2. Anomaly Detection:
Also known as outlier analysis, anomaly detection is a step in data mining that identifies various data points, events, and observations that deviate from a dataset's normal behavior and thereby detect outliers of the same. This analytical tool is very helpful for fraudulent claims management. With this, Key Performance Indicators (KPIs) associated with tasks or events are baselined and thresholds are set. When a threshold for a particular measure is exceeded, then the event is reported. This in turn helps in predicting unknown patterns or fraud. It is a simplistic claim fraud management solution, as it is easy to implement and easy to evaluate individual performance to identify problems.
3. Test Mining:
Test Mining is an analytical tool which can be used as an auto claim management software, that can be used to process large volumes of text-based information such as adjuster notes, customer service calls, claimant interview, etc- in short, unstructured text, then process into meaningful data and analyze the newly created data to gain a deeper understanding of the claim.

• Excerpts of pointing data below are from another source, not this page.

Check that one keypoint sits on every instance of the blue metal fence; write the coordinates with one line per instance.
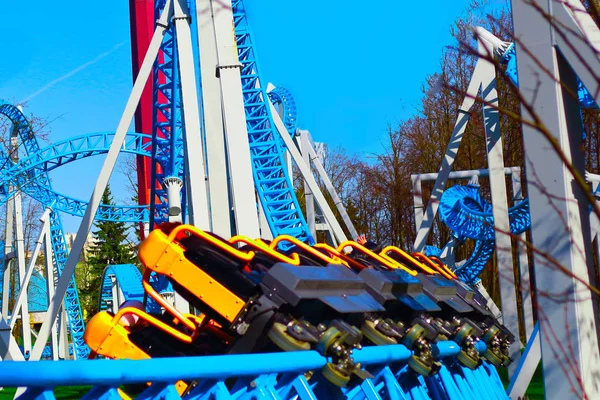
(260, 376)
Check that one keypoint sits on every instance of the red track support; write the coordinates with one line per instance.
(141, 14)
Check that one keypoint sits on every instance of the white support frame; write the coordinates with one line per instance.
(234, 121)
(218, 185)
(314, 159)
(8, 244)
(483, 80)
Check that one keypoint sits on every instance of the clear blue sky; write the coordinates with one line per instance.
(353, 67)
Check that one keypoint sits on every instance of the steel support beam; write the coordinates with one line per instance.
(50, 278)
(316, 160)
(526, 367)
(559, 211)
(309, 199)
(8, 244)
(22, 297)
(218, 188)
(525, 282)
(308, 176)
(20, 244)
(9, 349)
(193, 149)
(495, 156)
(479, 73)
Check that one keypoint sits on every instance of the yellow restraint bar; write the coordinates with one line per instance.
(164, 255)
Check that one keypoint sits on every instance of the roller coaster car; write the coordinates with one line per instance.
(262, 291)
(434, 283)
(116, 337)
(478, 323)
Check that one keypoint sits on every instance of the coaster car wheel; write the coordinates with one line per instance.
(333, 374)
(279, 336)
(369, 329)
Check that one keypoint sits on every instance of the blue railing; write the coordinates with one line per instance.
(259, 376)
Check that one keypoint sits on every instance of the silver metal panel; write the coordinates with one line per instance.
(455, 140)
(8, 243)
(50, 268)
(308, 196)
(236, 132)
(20, 242)
(316, 159)
(308, 176)
(218, 188)
(25, 279)
(508, 296)
(560, 224)
(526, 303)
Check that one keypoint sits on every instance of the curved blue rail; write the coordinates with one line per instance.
(59, 245)
(261, 376)
(29, 174)
(128, 279)
(167, 126)
(271, 177)
(464, 210)
(282, 96)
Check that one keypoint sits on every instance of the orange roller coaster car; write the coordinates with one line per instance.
(107, 336)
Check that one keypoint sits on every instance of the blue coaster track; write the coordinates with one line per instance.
(59, 246)
(464, 210)
(271, 178)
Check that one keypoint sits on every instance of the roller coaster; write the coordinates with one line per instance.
(236, 298)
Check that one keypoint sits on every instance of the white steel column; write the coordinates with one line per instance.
(265, 229)
(8, 243)
(63, 337)
(309, 199)
(331, 189)
(559, 210)
(457, 134)
(523, 261)
(22, 298)
(218, 188)
(9, 349)
(193, 150)
(236, 131)
(417, 188)
(20, 242)
(50, 287)
(306, 174)
(495, 155)
(103, 177)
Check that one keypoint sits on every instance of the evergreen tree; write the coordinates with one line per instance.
(110, 247)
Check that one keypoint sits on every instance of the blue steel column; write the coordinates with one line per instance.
(271, 178)
(59, 245)
(167, 157)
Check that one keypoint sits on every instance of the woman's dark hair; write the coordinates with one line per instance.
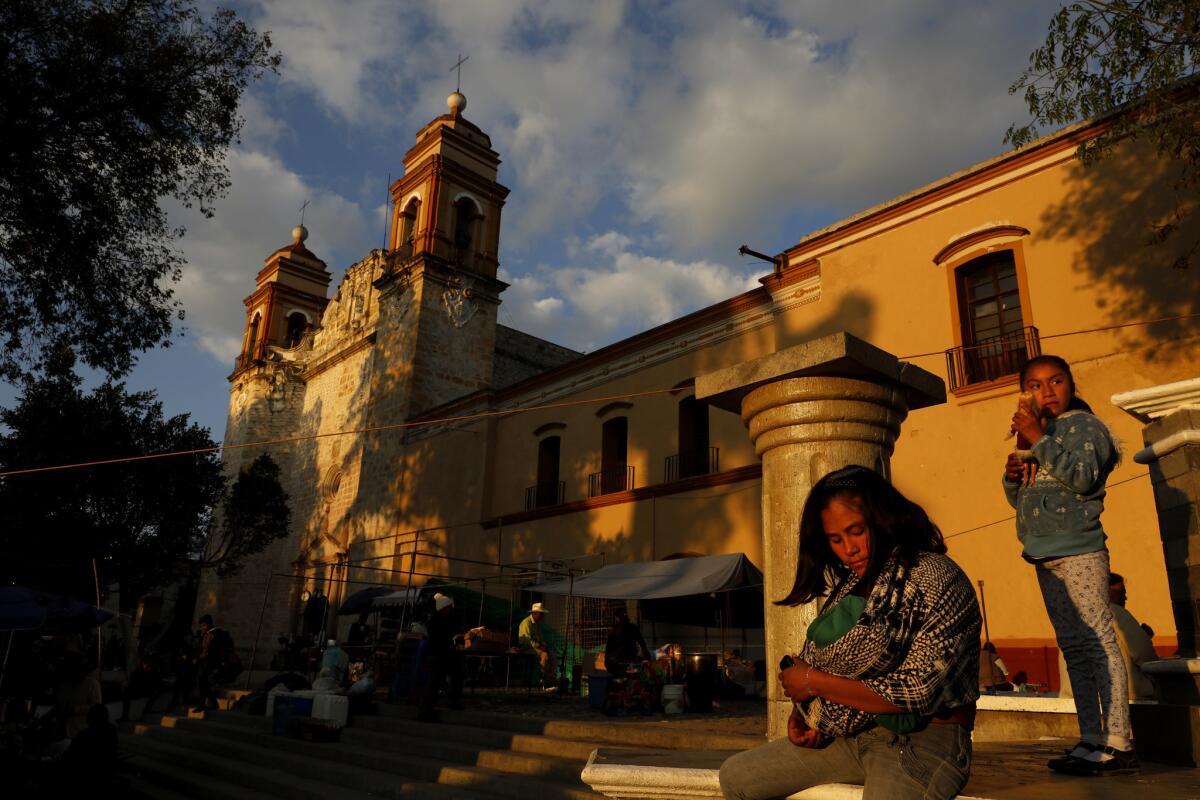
(897, 524)
(1077, 402)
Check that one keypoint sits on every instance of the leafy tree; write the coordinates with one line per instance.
(108, 107)
(255, 513)
(144, 522)
(1137, 61)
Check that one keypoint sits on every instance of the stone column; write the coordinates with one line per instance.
(811, 409)
(1170, 731)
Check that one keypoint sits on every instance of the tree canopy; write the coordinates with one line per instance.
(144, 522)
(108, 108)
(1135, 61)
(253, 515)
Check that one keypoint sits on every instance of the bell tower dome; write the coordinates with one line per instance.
(288, 299)
(448, 204)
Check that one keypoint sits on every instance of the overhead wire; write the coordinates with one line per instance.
(493, 413)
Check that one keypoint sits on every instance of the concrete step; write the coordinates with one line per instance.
(634, 733)
(186, 774)
(411, 744)
(193, 774)
(354, 768)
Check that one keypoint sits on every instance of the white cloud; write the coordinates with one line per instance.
(711, 122)
(612, 292)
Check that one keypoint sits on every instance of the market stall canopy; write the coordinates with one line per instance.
(660, 579)
(397, 599)
(360, 602)
(708, 590)
(28, 608)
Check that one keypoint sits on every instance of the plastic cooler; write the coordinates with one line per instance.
(598, 689)
(331, 708)
(286, 708)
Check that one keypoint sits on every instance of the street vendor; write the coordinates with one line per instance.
(532, 638)
(624, 645)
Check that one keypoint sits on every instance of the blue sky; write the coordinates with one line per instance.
(642, 142)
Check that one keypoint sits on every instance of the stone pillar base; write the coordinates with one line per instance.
(1167, 733)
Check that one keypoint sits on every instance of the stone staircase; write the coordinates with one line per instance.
(465, 755)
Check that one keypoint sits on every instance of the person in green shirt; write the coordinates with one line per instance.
(532, 638)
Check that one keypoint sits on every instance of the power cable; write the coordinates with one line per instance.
(497, 413)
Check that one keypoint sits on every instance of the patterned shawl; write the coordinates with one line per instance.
(917, 644)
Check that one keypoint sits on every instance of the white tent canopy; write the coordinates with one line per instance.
(397, 599)
(660, 579)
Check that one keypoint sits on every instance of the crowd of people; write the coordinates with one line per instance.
(885, 687)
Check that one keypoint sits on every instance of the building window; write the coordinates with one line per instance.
(408, 228)
(616, 474)
(549, 489)
(695, 456)
(995, 336)
(297, 326)
(466, 214)
(252, 336)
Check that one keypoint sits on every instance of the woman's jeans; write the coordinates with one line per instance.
(930, 764)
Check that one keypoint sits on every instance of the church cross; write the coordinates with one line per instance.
(459, 67)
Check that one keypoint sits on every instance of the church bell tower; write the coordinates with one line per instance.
(439, 295)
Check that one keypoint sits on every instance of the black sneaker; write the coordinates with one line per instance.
(1086, 745)
(1123, 762)
(1065, 764)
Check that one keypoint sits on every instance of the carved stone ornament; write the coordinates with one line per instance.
(277, 376)
(460, 302)
(397, 301)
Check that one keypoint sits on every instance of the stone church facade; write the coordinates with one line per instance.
(418, 437)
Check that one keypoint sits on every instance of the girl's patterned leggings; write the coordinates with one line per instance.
(1075, 589)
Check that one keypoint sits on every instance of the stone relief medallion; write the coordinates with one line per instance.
(459, 301)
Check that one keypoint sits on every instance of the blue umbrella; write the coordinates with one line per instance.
(23, 608)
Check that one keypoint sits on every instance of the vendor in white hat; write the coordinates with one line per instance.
(443, 659)
(532, 638)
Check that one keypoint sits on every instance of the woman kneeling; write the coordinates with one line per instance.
(883, 692)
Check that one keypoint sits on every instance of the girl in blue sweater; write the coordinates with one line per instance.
(1059, 523)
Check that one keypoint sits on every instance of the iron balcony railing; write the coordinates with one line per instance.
(689, 464)
(541, 495)
(610, 480)
(993, 358)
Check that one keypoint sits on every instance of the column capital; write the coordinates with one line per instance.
(838, 355)
(1155, 402)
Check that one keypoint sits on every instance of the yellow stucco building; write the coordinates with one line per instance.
(414, 404)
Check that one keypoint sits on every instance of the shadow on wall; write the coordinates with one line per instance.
(853, 312)
(1111, 209)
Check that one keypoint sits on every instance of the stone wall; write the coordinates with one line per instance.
(520, 356)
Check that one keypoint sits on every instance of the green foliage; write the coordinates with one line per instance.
(108, 107)
(143, 522)
(1135, 61)
(255, 513)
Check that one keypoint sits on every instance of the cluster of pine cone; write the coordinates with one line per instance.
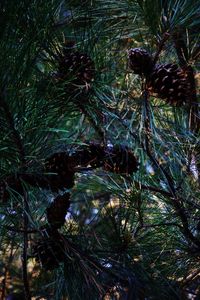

A newly added feature of this tool is the ability to analyze the huge amount of data available within social media like Facebook, YouTube, etc, for discriminating evidence against the claimant. Thus help if effectively mining and analysis of unstructured data in meaningful ways.
4. Social Network Analysis :
A contemporary approach for the claims management system of insurance, which combines the hybrid approach of the analytical method, is Social Network Analysis (SNA). The hybrid approach includes organizational business rules, statistical models, pattern analysis, and network linkage analysis to uncover a large amount of data to show relationships via links. When one looks for fraud in link analysis, one looks for clusters and how these clusters link into other clusters. Public records such as judgments, criminal records, address change frequency, etc. can be integrated into a single model and thus ease the process of analysis.
5. Predictive Analytics for Big Data:
Predictive Analytics include the use of text analytics and sentiment analysis to look at big data for fraud detection. Claim reports span across multiple pages, leaving little room for text analytics to detect scam easily. Big data analysis helps in mining through various unstructured texts and helps proactively detect frauds and other foul practices. An important point to note here is that people who usually commit frauds alter their stories over time. This fraud detection system can spot such discrepancies, using text analytics and sentimental analysis.
It has been pertinent for various insurance companies and businesses to exploit the existing technologies at their disposal and use various claim management tools to effectively manage, detect, and report frauds. It is time, they invested in technologies to prevent claims fraud, before it reaches epidemic proportions.